Apple starts shipping these new iMacs from 2021, but the inventiveness doesn’t come to a halt, as they are constantly working on creating products for the future and try to lead it from the forefront. Rumours suggest that Apple is developing Apple pencils that are compatible with the iMac, which could be remarkable for many creators. The M1 is also tweaked to function even better, eventually becoming M2, increasing the performance gap even wider against its rival competitors. Research on a compatible display by increasing the pixel count, which flabbergastingly has been degraded to a 4.5K display this time.

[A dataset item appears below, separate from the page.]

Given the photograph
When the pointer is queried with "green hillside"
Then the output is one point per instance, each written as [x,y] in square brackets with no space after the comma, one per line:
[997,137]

The foreseeable future of the iMac looks brighter than ever. The Covid-19 pandemic disrupt had witnessed increasing work from home situations, and the employable users require a powerful desktop computer, which increases demands drastically. Even Apple services and ecosystem advantages are providing a vital boost to these computers. Not to count out the innovation-driven mindset of Apple to exceed expectations accounts for the memorable success of iMacs. John Ive sums it up clearly as he said Apple’s approach was to “evolve a solution until it seems completely inevitable, completely essential.”
iMac is an uncompromising tale of innovation, an endless evolution for one of humankind’s most incredible engineering marvels. A corroboration that flickering vision does come true.